Da quello che appariva, l’unica cosa che Lily voleva era stare alla larga da Piton e non avercelo tra i piedi.
La risposta di James arrivò sul suo tovagliolo che, quando Remus ebbe finito di leggere, si premurò di far sparire con un colpo di bacchetta.
Adesso forse la cosa cominciava ad avere senso anche per lui.
James aveva perso le sue arroganti ed ingombranti corna esattamente come Ramoso, preferendo vedere Piton nella stessa stanza di Lily piuttosto che Lily stare male.
Si affacciò oltre Peter, impegnato a rosicchiare un osso di pollo, cercando Lily. Ricevere minacce di morte per il fatto di essere ‘diversa’ ed ‘inferiore’ non era una passeggiata e lui lo sapeva bene. Lei era così brava a nascondere tutto che non si era accorto di niente.
 
 

*



 


 




«Allora? Sto aspettando»
«Se continui a farlo, quel purè verrà sù tutto insieme al piatto quando proverai a mangiarlo, Liv»
«Rispondi, Lily».
Lily si portò il boccone di carne alla bocca, masticando tranquillamente davanti al viso in attesa di Liv che dal nervoso faticava ad ignorare Adam Montgomery mangiare rumorosamente alla sua destra e la risata divertita di una Tassorosso alle sue spalle.
Lily stava diventando sempre più riservata e lei non riusciva proprio a capirlo, tanto meno ad accettarlo. 
«Non conosco Potter come invece pensavo» se ne uscì all’improvviso Lily punzecchiando l’uovo sodo con la forchetta prima di spezzarlo a metà. «Non posso usare la tua stessa motivazione?»
Liv, basita, non seppe che fare se non sorridere alla ‘Te l’avevo detto’, scansando i pezzi oleosi di insalata che Lily cominciò a lanciarle.
«In effetti, nemmeno io avrei mai immaginato che avesse intenzione di partecipare attivamente al caos che c’è fuori da qui» confessò sottovoce Mary intercettando l’occhiata lontana di Remus.
Lily annuì con la metà dell’uovo in bocca evitando di pensare al bottone e alla firma di James, la firma che le avrebbe dato l’opportunità di vedere Piton, subito dopo cena, insieme agli altri prefetti in aula professori per l’ultima riunione di dicembre.
Liv si decise a mangiare il suo purè ormai freddo che, come predetto da Lily, rimase incollato al piatto.
 
-Lasciarla perdere, Liv? Come si fa a lasciar perdere una spina su un dito o un sassolino dentro la scarpa?
-Forse togliendoli, James?
-Sì, certo... allora mettiamo in conto che suddetta spina sia infilata nella carne con un Incantesimo di Adesione Permanente fatto da Evans. Adesso che mi dici?
-Dico che se non mi lasci finire questo dannatissimo tema di Pozioni per recuperare la misera A dell’ultimo compito, non posso venire agli allenamenti di stasera.


 
Lasciò stare il cemento giallo che aveva attaccato al cucchiaio e spostò lo sguardo a metà tavolo, su James che evidentemente aveva trovato il modo per togliersi la spina.
«Ho voglia di baciare Remus» mormorò senza preavviso Mary facendo spalancare gli occhi alle altre due.
 
 
 




 

*

 





 
«E non c’è nient’altro che volete dirmi?»
«Nient’altro, signore. Questo mese è stato a dir poco noioso a parte la nostra vittoria a Quidditch».

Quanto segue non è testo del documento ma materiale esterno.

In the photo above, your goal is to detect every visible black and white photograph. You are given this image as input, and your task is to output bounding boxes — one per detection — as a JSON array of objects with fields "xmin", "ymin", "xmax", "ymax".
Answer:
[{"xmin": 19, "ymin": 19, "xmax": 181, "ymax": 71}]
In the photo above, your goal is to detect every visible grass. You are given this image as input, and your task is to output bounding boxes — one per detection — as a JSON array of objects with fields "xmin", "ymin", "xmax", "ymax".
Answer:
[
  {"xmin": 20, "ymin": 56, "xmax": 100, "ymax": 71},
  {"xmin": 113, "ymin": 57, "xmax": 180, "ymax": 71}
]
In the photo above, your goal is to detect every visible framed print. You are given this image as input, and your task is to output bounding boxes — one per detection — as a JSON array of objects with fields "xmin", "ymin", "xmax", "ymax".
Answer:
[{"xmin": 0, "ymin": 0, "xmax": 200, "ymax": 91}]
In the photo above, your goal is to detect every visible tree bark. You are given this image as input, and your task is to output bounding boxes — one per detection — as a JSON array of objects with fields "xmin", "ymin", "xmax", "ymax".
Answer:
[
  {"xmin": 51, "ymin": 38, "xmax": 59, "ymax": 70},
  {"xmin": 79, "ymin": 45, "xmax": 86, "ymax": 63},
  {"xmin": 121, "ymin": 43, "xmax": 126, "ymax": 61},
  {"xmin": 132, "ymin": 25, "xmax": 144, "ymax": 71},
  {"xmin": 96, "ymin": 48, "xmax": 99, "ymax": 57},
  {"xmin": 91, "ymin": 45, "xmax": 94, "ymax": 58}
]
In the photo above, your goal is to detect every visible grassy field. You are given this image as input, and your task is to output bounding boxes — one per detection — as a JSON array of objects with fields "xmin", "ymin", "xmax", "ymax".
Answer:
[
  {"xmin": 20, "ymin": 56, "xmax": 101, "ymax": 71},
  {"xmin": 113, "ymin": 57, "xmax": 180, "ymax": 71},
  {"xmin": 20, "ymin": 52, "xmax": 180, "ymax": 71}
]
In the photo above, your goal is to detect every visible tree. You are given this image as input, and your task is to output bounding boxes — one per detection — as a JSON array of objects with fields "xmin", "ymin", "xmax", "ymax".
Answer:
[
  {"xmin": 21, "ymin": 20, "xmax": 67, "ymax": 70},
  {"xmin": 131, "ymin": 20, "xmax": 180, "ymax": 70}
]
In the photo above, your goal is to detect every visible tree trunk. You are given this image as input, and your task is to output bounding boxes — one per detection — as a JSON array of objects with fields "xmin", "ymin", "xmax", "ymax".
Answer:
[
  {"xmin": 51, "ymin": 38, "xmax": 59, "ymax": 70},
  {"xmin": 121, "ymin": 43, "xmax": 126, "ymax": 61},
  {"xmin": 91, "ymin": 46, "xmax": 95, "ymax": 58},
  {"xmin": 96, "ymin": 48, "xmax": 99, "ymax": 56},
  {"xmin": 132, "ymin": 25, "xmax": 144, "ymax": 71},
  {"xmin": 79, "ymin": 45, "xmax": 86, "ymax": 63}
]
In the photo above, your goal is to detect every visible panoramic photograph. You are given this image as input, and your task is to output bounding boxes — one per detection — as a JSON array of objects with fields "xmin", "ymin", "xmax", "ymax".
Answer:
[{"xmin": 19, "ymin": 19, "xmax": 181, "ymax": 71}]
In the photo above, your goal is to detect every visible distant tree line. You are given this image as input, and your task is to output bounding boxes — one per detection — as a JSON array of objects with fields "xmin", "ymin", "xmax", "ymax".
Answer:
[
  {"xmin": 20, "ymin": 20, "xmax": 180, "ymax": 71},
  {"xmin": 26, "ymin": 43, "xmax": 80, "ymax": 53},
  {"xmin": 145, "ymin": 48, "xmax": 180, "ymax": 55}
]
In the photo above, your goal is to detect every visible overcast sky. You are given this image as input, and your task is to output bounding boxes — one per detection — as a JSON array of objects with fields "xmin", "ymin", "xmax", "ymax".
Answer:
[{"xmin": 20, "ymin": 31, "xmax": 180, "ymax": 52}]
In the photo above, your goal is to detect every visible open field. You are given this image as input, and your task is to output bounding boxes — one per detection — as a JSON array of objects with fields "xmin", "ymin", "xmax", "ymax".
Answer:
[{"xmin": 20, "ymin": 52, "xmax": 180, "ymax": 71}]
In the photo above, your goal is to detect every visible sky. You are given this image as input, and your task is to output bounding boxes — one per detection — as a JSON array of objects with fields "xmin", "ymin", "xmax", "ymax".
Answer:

Silente ridacchiò, restando per un attimo a fissarli in silenzio da sopra i suoi occhiali a mezzaluna.
Lily era certa che se avesse continuato a farlo per un secondo in più, quello sguardo penetrante sarebbe riuscito a farle spifferare tutto quello che stava cercando di nascondere con parecchio sforzo.
Provò invidia guardando con la coda dell’occhio James sorridere come un ebete, rilassato sulla sedia accanto.
«Molto bene» sentenziò Silente in un piccolo sorriso che gli faceva brillare la lunga barba argentata. «Allora potete andare. Buonanotte».

Appena i due Capiscuola uscirono dall'ufficio del Preside, James si voltò verso Lily con la faccia accortocciata da un'espressione accusatrice e divertita insieme prima di saltare su un gradino della scala a chiocciola che li portò lentamente al secondo piano.
«Lily, sei più scarsa di Peter!»
«Sta’ zitto! Silente è un Legilimante! Sai almeno cosa significa?»
«Certo, per questo quando gli devo mentire invece di guardarlo dritto negli occhi guardo sempre il naso, la fronte o i riflessi dorati della montatura degli occhiali».
Lily sollevò entrambe le sopracciglia, sorpresa.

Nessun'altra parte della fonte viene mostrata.